Она
сидела спиной к окну так, что мне, сидящему напротив, не было видно ее
лица, оттененного закатными лучами солнца, которые, не пробиваясь в
глубь комнаты, путались в ее волосах, мягко опускаясь на плечи,
очаровательную покатость которых можно увидеть на старинных миниатюрах
фламандских художников.
В
комнате было тепло и уютно. Казалось, что если поверить в существование
камина, то можно услышать потрескивание догорающего дерева. Но камина не
было, как не было и необходимости верить в его существование.
Она
говорила, говорила, говорила, а я, не привыкший молчать, - молчал и
слушал, ни на секунду не ощущая своей неполноценности как собеседника.
Она смеялась, шутила, снова смеялась, потом опять что-то рассказывала, а
я сидел и улыбался, почти физически ощущая теплоту и радость в душе. И
сознание мое уже не противилось мыслям о скором расставании. Мне было
так хорошо, так спокойно.

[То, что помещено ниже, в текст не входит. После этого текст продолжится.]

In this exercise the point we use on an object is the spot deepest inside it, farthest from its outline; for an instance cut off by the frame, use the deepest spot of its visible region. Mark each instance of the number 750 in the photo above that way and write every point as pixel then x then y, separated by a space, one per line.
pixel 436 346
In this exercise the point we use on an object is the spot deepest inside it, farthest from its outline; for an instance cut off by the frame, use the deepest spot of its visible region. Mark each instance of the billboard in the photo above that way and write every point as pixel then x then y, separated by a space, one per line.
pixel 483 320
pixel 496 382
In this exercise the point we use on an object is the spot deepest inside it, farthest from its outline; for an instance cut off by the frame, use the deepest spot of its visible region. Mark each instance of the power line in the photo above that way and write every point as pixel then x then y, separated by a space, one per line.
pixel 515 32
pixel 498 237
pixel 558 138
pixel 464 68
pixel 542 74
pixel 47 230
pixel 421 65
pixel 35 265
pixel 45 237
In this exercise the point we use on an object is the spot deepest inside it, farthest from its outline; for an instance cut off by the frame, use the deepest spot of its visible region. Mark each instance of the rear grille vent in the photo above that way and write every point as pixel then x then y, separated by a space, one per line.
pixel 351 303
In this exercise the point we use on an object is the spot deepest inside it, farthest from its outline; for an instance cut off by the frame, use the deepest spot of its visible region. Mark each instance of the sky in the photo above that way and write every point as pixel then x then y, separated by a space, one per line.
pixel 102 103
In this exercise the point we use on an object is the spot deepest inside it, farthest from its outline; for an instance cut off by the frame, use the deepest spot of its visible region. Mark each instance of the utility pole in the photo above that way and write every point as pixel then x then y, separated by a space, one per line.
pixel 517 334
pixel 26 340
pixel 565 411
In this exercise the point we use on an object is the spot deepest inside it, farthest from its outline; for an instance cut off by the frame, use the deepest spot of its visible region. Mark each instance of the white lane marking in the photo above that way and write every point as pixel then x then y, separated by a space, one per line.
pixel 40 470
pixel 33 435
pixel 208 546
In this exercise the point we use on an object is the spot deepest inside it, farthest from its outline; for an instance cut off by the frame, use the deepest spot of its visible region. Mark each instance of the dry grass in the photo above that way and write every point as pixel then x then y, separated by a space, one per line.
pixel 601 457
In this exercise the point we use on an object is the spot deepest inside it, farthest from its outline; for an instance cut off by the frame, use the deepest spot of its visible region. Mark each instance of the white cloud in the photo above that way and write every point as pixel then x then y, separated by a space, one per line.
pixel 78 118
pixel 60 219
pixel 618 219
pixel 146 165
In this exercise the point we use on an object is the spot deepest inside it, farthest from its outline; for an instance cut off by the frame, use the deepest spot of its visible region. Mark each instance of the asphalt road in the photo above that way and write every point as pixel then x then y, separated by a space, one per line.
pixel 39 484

Я сидел и, наслаждаясь ее
голосом, плавностью ее мыслей, вслушивался в тихую музыку своего
счастья. Впервые счастье мое было тихим. Душа, тело, сердце и разум мои
были заодно, а значит в гармонии, а это и есть счастье, простое,
человеческое, беспричинное настоящее. Я был счастлив, потому, что
впервые не думал о счастье как об источнике удовольствия. Не искал его,
потому что понимал, что удалось бы мне найти его, хотя бы определить для
себя - потерял бы тут же, потому что значимость находки - ничто, по
сравнению с ее поиском. И ощущение это похоже на то неуловимое мгновение
между добрым, хорошим сном и пробуждением. Но как только начинаешь
думать об этом, тут же просыпаешься. Я думал о том,
что жизнь, данная мне однажды, уже и есть счастье, мало того, великая
возможность сделать счастливым кого-то.
Поток
моих мыслей нарушило ее молчание, переход к которому я как-то упустил,
не специально, конечно, но все равно было неловко от того, что я
обнаружил себя совсем не помнящим то, о чем она говорила. Мы молчали...
Она смотрела на меня так, как будто не я, а она слушала меня. Смотрела
мне в глаза, как только она умела смотреть, пока не начинало казаться,
что это уже не ее глаза.
Когда
я встал и подошел к ней, солнце уже село, но в комнате было светло.
Невидимый источник света слабо, словно стесняясь своего присутствия,
освещал ее лицо, губы, плечи, волосы. Теперь я мог видеть ее всю. И был
ли тот источник, подаривший мне эту возможность, уличным фонарем или
комнатным светильником, мне было не важно. Я смотрел на нее и понимал,
что надо встать, подойти, обнять и поцеловать ее, но я медлил, упиваясь
ее красотой. Все это я еще успею. Как жаль, что я не художник, и не умею
нарисовать ее такой, какая она сейчас - в мужской, теплой, клетчатой
рубашке, с распущенными волосами и с невероятно открытыми, умными
глазами. Тушью, я бы нарисовал ее тушью, или углем, нарисовал бы ее
задумавшейся.
Спасибо тебе. Кто ты там, не знаю. Я вере с детства не научен. К стыду
ли к радости, тоже не скажу, но сил больше нет обороты выдумывать. Думы
сами собой рождаются и думаются. Не в стихах пишу тебе - в прозе, в
конце Хемингуэю подражая. Спасибо тебе и за него, и за всех тех, кто как
щенка слепого за загривок меня по жизни тянул и вытянул к этой
благодарности, не к ним - к тебе. Прими ее, если обращение мое
принимаешь.
Спасибо за то, что научил чувствовать и чувства свои
узнавать, пусть даже в такой простой форме, как любовь. Спасибо за
радость, не придуманную, девственную. За
счастье мое синеглазое, спасибо! Люблю я ее очень, грустится мне о ней,
тревожится. Хорошо мне с ней, без нее мне плохо.
Она
сидела спиной к окну так, что мне, сидящему напротив, не было видно ее
лица и говорила, говорила, говорила. А я, не привыкший молчать, молчал и
слушал, улыбаясь ей и собственным мыслям. В комнате было тепло и уютно,
и казалось, что если поверить в существование камина, то можно услышать
приятное потрескивание догорающего дерева.